- Abbreviation: IPFT
- Secretary: Prem Kumar Reang
- Spokesperson: Amit Debbarma
- Founder: Harinath Debbarma; Shyama Charan Tripura;
- Headquarters: Old Kali Bari Road, Krishnanagar, Agartala - 799100 Tripura
- Youth wing: Youth IPFT
- Ideology: Tripuri nationalism Regionalism Anti-immigration Anti-communism
- Political position: Centre-right
- Colours: Dark green
- ECI status: Regional party
- Alliance: NDA (2018-Present)
- Seats in Tripura Legislative Assembly: 1 / 60

Election symbol
- Dao Knife

Party flag

= Indigenous People's Front of Tripura =

Political party in Tripura, India

The Indigenous People's Front of Tripura (IPFT) is a regional political party in Tripura, India. It is a member of the National Democratic Alliance and North-East Democratic Alliance. The party was merged into the Indigenous Nationalist Party of Tripura (INPT) in 2001, however diverged out in 2009. The party allied with the BJP in the 2018 Tripura Legislative Assembly election and won all eight seats it contested and got 7.5% of the total votes polled. The BJP got 36 seats and with a total of 44 seats the BJP-IPFT coalition had two-thirds majority in the Legislative Assembly. In 2023 Tripura Legislative Assembly election, despite the BJP securing a majority, IPFT won 1 seat out of the 6 it contested and secured 1.26% of the total vote share. It's only elected mla was inducted in the Second Saha ministry.

==History==

The IPFT made its political breakthrough in the 2000 Tripura Tribal Areas Autonomous District Council (TTAADC) elections.
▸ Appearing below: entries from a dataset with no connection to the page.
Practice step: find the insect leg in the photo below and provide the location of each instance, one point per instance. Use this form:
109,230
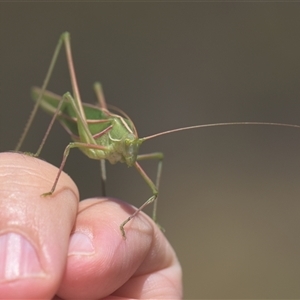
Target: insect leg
159,156
154,187
103,177
65,156
45,83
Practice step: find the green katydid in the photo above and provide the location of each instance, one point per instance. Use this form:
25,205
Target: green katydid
98,132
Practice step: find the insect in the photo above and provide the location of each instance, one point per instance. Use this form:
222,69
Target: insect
101,132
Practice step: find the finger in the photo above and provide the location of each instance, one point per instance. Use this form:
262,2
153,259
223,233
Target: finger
101,262
34,230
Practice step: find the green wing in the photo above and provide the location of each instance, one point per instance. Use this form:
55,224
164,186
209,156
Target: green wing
67,116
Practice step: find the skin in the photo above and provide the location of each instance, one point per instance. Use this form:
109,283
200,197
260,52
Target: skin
144,266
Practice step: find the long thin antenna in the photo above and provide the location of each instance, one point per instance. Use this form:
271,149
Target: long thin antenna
218,124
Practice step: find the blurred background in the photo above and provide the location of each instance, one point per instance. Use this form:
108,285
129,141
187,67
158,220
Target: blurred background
229,196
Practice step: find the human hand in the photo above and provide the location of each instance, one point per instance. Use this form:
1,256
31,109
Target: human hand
38,259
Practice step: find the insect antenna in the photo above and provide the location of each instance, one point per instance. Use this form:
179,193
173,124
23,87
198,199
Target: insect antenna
217,124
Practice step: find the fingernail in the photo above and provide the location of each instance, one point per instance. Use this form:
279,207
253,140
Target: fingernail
18,258
80,244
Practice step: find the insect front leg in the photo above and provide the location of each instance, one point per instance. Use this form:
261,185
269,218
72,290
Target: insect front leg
65,156
154,187
103,177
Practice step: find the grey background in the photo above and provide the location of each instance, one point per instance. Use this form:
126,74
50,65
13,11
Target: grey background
229,195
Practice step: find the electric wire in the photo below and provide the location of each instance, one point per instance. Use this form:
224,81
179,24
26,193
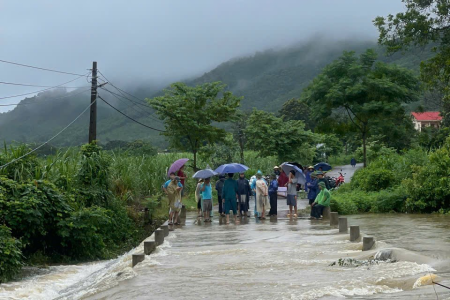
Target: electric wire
40,91
122,92
33,85
39,68
136,121
48,141
71,94
133,106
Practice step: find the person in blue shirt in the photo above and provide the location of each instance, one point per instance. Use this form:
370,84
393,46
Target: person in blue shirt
312,188
172,188
273,190
206,191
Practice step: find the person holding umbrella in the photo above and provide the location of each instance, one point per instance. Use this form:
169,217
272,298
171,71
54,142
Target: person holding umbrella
273,190
244,193
230,196
292,194
206,191
219,188
173,188
262,196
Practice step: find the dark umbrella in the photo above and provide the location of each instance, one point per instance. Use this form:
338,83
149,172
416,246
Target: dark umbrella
286,167
177,165
231,168
324,166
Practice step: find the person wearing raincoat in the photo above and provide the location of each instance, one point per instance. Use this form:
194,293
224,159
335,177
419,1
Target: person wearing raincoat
262,196
198,197
308,174
230,196
173,188
312,189
244,193
322,200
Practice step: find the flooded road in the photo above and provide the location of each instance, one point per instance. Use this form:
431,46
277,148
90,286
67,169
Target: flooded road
290,260
263,260
287,259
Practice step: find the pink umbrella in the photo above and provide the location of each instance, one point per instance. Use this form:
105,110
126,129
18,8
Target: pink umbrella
177,165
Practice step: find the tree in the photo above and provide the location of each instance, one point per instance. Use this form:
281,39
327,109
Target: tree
296,109
188,114
423,23
368,91
270,135
330,145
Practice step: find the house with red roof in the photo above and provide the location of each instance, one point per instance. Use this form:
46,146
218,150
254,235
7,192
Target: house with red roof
426,119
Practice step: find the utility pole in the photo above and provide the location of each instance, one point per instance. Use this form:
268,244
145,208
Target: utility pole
93,114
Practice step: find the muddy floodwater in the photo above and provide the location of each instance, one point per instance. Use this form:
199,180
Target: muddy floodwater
263,260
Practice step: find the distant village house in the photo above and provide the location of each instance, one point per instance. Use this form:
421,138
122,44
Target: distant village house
426,119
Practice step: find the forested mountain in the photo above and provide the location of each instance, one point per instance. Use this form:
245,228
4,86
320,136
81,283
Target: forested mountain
266,80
The militant separatist organization National Liberation Front of Tripura (NLFT) had declared that it would only allow the IPFT to contest the election; in light of a series of assassinations, death threats, and kidnappings, only the Left Front and the IPFT participated. The IPFT ended up winning 17 out of 28 seats, taking a majority on the TTAADC.

The Tripura National Volunteers (TNV), a Tripuri nationalist militant group, supported the IPFT in the 2000 elections. In 2001, after pressure from the NLFT, the TNV merged with the IPFT. In 2002, the Indigenous Nationalist Party of Tripura (INPT) was formed as a merger of the IPFT and the Tripura Upajati Juba Samiti (TUJS).

The newly formed INPT formed an alliance with the Indian National Congress for the 2003 Tripura Legislative Assembly election, in which the INPT won six assembly seats.

After the 2003 assembly election, six District Councilors split away from the INPT to form the National Socialist Party of Tripura (NSPT), under the leadership of Hirendra Tripura and Budhu Kumar Debbarma. The NSPT formed a coalition government in the TTAADC in partnership with the communist CPIM party. Following this, more INPT leaders defected, leaving to join the Indian National Congress.

In 2005, another youth leader and INPT MLA Animesh Debbarma left the party to form the National Conference of Tripura (NCT).

Before the 2009 Lok Sabha election, some INPT leaders decided to revive the IPFT party under the leadership of former All India Radio Director N.C Debbarma. The main demand of the IPFT is the formation of "Tipraland", a state within the TTAADC, under articles 2 and 3 of the Indian Constitution.

The IPFT contested both of the Loksabha seats of Tripura in 2009, but received very few votes. It also contested 21 out of 28 ADC seats in the 2010 Tripura Tribal Areas Autonomous District Council election, but only received a total of 2,216 votes.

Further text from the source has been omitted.